Two abstracts presented at the latest American College of Rheumatology/Association of Rheumatology Health Professionals Scientific Meeting reported failures to achieve primary outcomes in patients with systemic lupus erythematosus (SLE) treated with rituximab or abatacept (Merrill JT et al. [2008] late breaking abstracts L12 and L15). Together with the lack of success of belimumab (Furie R et al. [2008] Arthritis Res Ther 10: R109), these results have raised important questions about the prospects for safe and effective new therapies for SLE, the design of clinical trials in SLE, the appropriate selection of patients for these trials, the pharmacodynamics of these agents in humans, and the immunopathogenesis of SLE itself.

The pathway to new agents for SLE is likely to be similar [to that of RA], with a number of fits and starts until a successful agent defines the nature of the approach that will succeed.

Since the development of the LE cell test and the discovery of anti-nuclear antibodies over 50 years ago, it has been widely accepted that the pathophysiology of SLE is mediated by immune cell activity. If this is true, how can it be that therapies directed at either B cells (e.g. rituximab and belimumab) or T cells (e.g. abatacept) have failed to have a clinical impact in SLE? The preclinical and clinical information supporting a role for antibodies, B cells and T cells in SLE is quite convincing; therefore, it is unlikely that the trials have revealed a flaw in the scientific rationale for testing these agents in SLE. In fact, broader immunosuppressive agents, such as cyclophosphamide, azathioprine and mycophenolate mofetil, are effective, although none has been approved for the treatment of SLE in the US. So, what is the problem, and what can we learn that will stimulate development of new therapeutics for SLE, as broad spectrum immunosuppressive agents are associated with numerous undesirable side effects?

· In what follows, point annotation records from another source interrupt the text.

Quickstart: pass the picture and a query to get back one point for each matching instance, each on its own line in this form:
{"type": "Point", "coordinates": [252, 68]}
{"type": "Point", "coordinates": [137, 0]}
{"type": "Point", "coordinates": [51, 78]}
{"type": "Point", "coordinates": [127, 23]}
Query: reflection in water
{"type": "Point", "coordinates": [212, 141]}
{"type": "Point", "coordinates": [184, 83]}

The agents tested in SLE clinical trials are all quite specific, focusing on a particular component of the immune system. Therefore, it is possible that deleting or suppressing the activity of either B cells or T cells alone is insufficient to control SLE in a heterogeneous population of subjects. Alternatively, as the spectrum of activities of these agents in humans is not completely delineated, it is possible that a pathogenic population of lymphocytes is not targeted by these agents. In this regard, it is known that rituximab does not delete all human B lineage cells; that BAFF (the target of belimumab) is not essential for the survival of all human B-cell subsets; and that costimulation blockade with abatacept might not interfere with activation of all T-cell subsets. In addition, as the 'immunopharmacodynamics' of these agents have not been established specifically in patients with SLE, no effective dosage regimens have been determined. The most appropriate trial design, patient selection, biomarkers and outcome measures to employ to detect and document clinical benefit in SLE have also not been determined; without this information, development of new treatments for SLE will be challenging.

The apparent difficulty of developing therapeutics for SLE is often compared to the rather easier development of biologics for use in rheumatoid arthritis (RA). It is important to emphasize that the development of biologics in RA was only easy in retrospect; many trials failed, and many agents were—and continue to be—rejected in the quest for safer and cheaper new agents for RA. The pathway to new agents for SLE is likely to be similar, with a number of fits and starts until a successful agent defines the nature of the approach that will succeed. For the sake of people with SLE, who need better therapies, it is hoped that neither pharmaceutical companies nor clinical investigators will become discouraged before the best pathway to safe and effective new therapeutics for SLE is discovered.